Growing criticism of DRC vote
Kinshasa - The chorus of voices calling into question the results from the Democratic Republic of Congo's recent election is growing louder, and on Monday the country's influential clergy as well as the United Nations joined those that are now casting doubt on the victory of President Joseph Kabila.
Cardinal Laurent Monsengwo, the head of the influential Catholic Church in Congo, broke his silence to voice his concern. The church, which had deployed the largest observation mission, had earlier refused to disclose the results that their observers had tabulated, saying that their role was not political.
"After analysing the results that were made public by the (election commission) this past Friday, December 9 2011, we could not help but conclude that the results are not founded on truth or justice," said Monsengwo on Monday.
He said that the church was willing to mediate the dispute between Kabila, who has been in power for 10 years and who was declared the winner of the November election with 49% of the vote, and long-time opposition leader Etienne Tshisekedi, came in a distant second with 32% of the nearly 19 million votes cast.
Election commission under pressure
Just 24 hours after the results were published, US observers from the Atlanta-based Carter Centre founded by former President Jimmy Carter issued a statement saying that the vote lacked credibility.
The country's election commission, which is led by a pastor believed to be close to the incumbent, had been under pressure to release results polling station by polling station so that candidates and election monitors could check the numbers being published against what observers had witnessed.
The commission didn't do so immediately, instead releasing preliminary results province by province, amalgamating thousands of voting sites.
It was not until Friday, the day that the final provisional results were released, that the commission gave out a CD to foreign embassies and to observation missions.

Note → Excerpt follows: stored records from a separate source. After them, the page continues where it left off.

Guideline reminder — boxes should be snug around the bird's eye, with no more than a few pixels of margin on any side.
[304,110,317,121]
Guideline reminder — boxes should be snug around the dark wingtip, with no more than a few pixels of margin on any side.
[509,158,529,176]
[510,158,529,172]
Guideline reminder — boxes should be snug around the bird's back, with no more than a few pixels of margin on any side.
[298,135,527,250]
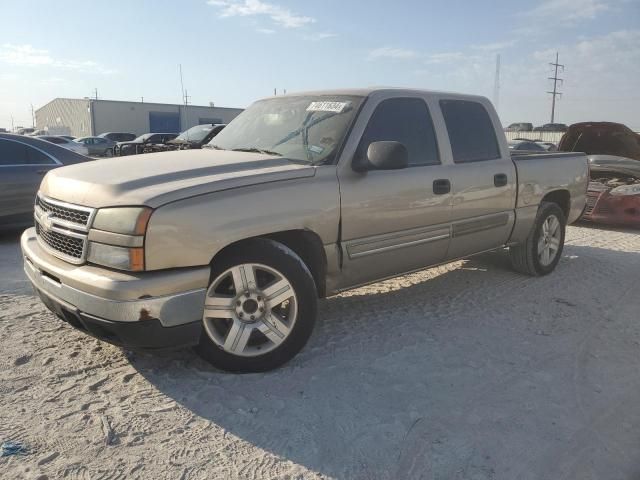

David Pottie, a senior observer with the Carter Centre, said that in analysing the detailed results, it became clear that in Kabila's home province, voter turnout was impossibly high, including some districts where 100% of registered voters had cast ballots, an impossibility in this enormous country where less than two percent of the roads are paved. In these same districts in Katanga Province, all - or nearly all - of the votes were cast for the 40-year-old Kabila, an equally unlikely prospect given that 11 candidates were in the race, said Pottie.
Also on Monday, the United Nations peacekeeping mission in Congo, known by its acronym Monusco, issued a statement voicing concern.
"Monusco notes with deep concern the findings of these observer missions relating to the significant irregularities in the management of the results process, in particular the counting and tabulation of the votes," it said. "Monusco strongly urges the Independent National Electoral Commission to undertake a timely and rigorous review of the issues identified by observer missions."
In his first public comments since the start of the election, Kabila told reporters on Monday that there is no reason to doubt the validity of the election.
"The credibility of these elections cannot be put into doubt. Were there mistakes, errors? Definitely," he said. "Definitely. Like in any other election - be it on the continent, or otherwise. But does it put into doubt the credibility of the elections? I don't think so."
While Kabila, controls the army, the 78-year-old opposition leader Tshisekedi controls the street, where he enjoys enormous popularity among the country's impoverished masses. Violence is feared if Tshisekedi orders his supporters to demonstrate. In a telephone interview over the weekend, he said that he was holding off as he waits to see if the international community is able to find a solution to the electoral crisis.
He also said that he rejects the results that were published, and considers himself the newly elected president. Already in London, more than 130 people were arrested at the weekend after Tshisekedi supporters living in Britain led boisterous demonstrations, including a group that stormed the subway, pulling the alarms and causing one of the lines to be temporarily closed.
Although Tshisekedi has said he would not accept a Kenya- or Zimbabwe-style deal, diplomats that have seen him recently say he is looking for a concession from Kabila, possibly the post of speaker of parliament.
Monsengwo said there must be dialogue to avoid a grave crisis in the country and called on all to avoid violence.
"Since the results are provisional and must be confirmed by the Supreme Court, we ask the protesters to appeal, to resort to legal means and to not engage in violence," he said.
The November election was only the second democratic vote in Congo's 51-year history, and the first to be organised by the government rather than by the international community. From the start the vote was plagued by massive technical glitches, including the late arrival of ballots, some of which arrived three days after the vote was supposed to take place.